Junior Officer Hood, influenced by the ballad Sink the Bismark by Johnny Horton, chronicling the sinking of the HMS Hood by the German battleship Bishmark in 1941.

Cook assistant Lydecker for master model-maker, as well as Seaview’s builder, Howard Lydecker.

And most of all, Planesman Momsen in honor of Admiral Charles B. Momsen, an advocate for and inventor of navy rescue equipment such as the Momen lung. See The Terrible Hours below.


The Terrible Hours by Peter Maas.
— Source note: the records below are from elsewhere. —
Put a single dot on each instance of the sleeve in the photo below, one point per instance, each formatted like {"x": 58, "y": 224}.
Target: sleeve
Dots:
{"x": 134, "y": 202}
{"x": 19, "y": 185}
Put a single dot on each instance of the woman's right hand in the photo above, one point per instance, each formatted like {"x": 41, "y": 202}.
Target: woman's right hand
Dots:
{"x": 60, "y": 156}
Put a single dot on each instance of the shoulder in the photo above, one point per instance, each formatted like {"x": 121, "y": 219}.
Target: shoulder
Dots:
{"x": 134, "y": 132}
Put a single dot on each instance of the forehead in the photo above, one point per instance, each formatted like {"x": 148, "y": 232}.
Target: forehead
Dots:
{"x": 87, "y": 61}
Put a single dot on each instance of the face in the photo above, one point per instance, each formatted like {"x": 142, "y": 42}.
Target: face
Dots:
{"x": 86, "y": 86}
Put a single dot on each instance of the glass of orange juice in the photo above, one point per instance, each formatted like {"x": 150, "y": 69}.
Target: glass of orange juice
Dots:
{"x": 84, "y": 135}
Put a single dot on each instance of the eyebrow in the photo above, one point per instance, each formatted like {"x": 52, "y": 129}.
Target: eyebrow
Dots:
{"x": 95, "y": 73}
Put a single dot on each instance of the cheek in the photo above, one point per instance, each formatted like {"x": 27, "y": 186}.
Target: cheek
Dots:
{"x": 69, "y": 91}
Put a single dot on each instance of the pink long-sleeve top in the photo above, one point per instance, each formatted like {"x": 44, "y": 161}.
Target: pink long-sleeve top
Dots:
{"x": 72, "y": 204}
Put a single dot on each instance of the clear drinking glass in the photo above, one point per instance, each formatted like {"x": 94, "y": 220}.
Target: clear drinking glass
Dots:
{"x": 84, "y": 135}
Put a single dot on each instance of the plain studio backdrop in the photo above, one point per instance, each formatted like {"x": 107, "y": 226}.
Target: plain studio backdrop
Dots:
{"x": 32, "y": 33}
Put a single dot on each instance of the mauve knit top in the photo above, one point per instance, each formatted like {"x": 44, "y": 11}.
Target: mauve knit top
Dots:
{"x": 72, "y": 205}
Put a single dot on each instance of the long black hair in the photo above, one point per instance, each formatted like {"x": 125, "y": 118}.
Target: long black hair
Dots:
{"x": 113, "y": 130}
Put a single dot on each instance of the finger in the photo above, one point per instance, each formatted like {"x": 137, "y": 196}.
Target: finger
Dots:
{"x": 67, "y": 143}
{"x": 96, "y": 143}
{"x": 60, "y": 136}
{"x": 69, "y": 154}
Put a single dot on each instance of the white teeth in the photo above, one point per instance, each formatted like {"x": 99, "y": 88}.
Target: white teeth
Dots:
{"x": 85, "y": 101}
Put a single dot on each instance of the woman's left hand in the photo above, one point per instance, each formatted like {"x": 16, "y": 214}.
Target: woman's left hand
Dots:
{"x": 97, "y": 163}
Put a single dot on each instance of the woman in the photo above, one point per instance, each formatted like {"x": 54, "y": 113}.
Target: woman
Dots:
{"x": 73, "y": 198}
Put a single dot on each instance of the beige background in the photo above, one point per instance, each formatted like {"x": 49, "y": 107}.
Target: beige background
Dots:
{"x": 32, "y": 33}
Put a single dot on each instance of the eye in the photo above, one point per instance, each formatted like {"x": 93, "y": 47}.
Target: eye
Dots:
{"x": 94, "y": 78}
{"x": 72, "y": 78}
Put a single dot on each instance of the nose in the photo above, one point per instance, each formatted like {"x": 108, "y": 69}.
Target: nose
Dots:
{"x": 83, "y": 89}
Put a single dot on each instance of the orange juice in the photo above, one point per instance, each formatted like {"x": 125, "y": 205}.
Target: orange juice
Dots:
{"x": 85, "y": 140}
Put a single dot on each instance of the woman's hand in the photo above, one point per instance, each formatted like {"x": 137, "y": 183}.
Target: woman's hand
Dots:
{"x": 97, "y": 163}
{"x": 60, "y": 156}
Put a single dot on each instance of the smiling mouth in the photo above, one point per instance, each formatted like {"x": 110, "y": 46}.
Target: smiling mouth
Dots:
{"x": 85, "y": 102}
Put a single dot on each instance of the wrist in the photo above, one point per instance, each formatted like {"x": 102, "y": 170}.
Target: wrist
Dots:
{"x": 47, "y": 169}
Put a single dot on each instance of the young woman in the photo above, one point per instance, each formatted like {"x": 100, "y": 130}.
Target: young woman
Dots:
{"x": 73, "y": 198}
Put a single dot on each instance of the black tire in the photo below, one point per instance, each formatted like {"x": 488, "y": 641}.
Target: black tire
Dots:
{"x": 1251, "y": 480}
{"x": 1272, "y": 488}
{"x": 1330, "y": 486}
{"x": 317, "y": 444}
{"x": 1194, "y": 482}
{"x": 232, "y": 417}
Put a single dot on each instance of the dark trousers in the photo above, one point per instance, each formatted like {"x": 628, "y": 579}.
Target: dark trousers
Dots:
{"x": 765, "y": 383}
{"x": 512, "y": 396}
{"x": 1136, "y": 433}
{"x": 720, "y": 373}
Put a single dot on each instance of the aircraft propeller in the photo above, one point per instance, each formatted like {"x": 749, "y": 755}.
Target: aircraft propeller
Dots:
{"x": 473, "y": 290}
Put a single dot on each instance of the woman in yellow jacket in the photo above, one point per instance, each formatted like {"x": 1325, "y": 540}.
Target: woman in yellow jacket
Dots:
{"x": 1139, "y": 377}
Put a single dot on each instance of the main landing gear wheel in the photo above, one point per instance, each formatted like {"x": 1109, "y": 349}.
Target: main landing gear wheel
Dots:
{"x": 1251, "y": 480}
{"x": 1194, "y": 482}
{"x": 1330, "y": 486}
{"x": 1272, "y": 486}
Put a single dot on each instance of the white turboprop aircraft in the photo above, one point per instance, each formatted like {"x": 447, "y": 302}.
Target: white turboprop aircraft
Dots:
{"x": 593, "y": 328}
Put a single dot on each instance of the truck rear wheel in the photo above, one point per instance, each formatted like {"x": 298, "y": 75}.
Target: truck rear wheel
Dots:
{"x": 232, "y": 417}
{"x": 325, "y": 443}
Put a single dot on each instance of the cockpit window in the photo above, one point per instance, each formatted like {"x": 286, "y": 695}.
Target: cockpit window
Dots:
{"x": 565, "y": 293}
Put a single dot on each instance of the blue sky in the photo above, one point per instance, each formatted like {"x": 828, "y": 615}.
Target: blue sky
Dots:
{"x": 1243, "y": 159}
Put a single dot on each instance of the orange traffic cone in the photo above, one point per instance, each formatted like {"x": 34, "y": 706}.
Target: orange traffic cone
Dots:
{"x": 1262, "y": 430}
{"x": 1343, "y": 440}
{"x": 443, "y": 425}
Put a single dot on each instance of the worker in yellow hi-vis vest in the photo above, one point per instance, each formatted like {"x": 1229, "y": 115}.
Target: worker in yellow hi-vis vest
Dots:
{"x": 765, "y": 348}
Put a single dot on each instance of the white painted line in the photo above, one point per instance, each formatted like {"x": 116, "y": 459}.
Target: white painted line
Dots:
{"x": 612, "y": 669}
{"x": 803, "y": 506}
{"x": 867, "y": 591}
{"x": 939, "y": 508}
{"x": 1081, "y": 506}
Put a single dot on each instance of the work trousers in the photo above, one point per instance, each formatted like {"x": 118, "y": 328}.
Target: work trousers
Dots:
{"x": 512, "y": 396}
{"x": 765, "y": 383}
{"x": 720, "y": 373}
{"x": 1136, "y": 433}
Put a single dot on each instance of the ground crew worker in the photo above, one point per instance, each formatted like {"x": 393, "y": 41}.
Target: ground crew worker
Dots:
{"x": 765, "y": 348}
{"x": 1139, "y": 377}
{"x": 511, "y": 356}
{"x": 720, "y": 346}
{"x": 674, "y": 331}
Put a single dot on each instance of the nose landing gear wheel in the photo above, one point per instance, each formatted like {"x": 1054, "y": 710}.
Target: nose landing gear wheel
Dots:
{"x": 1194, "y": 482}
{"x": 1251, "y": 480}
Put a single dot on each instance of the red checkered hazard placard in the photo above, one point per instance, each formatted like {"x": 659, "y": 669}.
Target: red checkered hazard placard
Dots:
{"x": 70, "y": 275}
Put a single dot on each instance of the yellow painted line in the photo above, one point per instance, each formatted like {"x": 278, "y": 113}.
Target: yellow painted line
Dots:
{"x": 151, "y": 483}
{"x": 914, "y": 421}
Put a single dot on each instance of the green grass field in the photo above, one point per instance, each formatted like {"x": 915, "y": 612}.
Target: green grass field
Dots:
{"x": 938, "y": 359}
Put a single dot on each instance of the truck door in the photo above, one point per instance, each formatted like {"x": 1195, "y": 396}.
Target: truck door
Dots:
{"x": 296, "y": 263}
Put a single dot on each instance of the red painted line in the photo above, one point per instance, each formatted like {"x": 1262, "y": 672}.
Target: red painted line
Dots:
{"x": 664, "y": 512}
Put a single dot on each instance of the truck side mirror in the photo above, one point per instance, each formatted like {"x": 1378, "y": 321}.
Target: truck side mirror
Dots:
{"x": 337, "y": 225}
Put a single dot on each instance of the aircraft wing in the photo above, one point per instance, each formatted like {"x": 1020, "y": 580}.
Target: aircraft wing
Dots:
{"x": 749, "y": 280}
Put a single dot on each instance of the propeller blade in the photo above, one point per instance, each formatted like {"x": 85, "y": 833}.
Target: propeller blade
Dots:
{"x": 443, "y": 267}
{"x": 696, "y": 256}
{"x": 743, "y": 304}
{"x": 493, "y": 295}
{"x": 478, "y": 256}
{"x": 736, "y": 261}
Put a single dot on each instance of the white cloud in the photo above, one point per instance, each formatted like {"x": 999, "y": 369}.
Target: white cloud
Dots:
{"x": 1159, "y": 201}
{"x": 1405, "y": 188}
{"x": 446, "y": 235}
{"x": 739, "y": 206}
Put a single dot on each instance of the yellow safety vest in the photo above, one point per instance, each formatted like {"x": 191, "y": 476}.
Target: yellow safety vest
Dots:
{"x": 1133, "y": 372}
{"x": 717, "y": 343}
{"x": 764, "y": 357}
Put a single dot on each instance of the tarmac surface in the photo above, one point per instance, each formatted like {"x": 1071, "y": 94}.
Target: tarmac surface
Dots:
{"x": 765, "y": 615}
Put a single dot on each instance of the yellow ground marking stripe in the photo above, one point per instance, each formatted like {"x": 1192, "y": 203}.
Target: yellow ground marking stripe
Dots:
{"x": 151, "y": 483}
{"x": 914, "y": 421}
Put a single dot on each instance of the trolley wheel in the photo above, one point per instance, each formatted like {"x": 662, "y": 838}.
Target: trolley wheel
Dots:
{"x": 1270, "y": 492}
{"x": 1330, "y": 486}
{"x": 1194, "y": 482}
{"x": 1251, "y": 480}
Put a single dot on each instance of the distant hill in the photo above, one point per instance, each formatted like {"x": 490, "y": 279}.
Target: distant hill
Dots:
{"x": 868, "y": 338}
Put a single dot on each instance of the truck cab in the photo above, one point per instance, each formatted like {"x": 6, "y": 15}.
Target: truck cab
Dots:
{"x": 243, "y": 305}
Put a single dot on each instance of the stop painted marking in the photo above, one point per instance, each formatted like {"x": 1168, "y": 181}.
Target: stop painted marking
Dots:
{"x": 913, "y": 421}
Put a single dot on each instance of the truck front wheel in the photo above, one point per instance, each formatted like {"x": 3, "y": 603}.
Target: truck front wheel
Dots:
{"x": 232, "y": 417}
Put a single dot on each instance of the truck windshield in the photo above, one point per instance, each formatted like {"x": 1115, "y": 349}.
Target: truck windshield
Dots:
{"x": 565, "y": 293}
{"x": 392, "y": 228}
Based on true facts during the months just prior to World War 2. The book details the sinking of the submarine USS Squalus off the New England coast after having just completed a series of test runs, and the amazing rescue of her surviving crewmen by Lieutenant Commander Charles “Swede” Momsen. AUTHOR’S NOTE: And although I have no way to confirm it, I believe Voyage’s episode, Submarine Sunk Here, was based on this rescue. COINCIDENTAL SIDE NOTE: The USS Sculpin assisted in the rescue of Squalus, her sister ship. I recently discovered that Sculpin’s captain, John P Cromwell, was born and raised in a town just 35 miles from where I live. Captain Cromwell perished during the war, saving his crew.

Blind Man’s Bluff: The Untold Story of American Submarine Espionage by Sherry Sontag and Christopher Drew. A fascinating book chronicling the Silent Service missions during World War 2.

USS Albacore: “Forerunner of the Future” by Robert P Largess and James L. Mandelblatt. The Albacore became the test platform for prototype components, procedures, and designs (i.e. the teardrop hull, airplane-style steering “yoke”) which were then incorporated into the future navy ships. Albacore is now honored with her own museum in Portsmouth, NH. Admiral Charles “Swede” Momsen was a scientist resolved that, what goes under the water should come back up. Not only did he invent countless equipment and techniques for underwater rescue, he was instrumental in getting the Albacore program approved.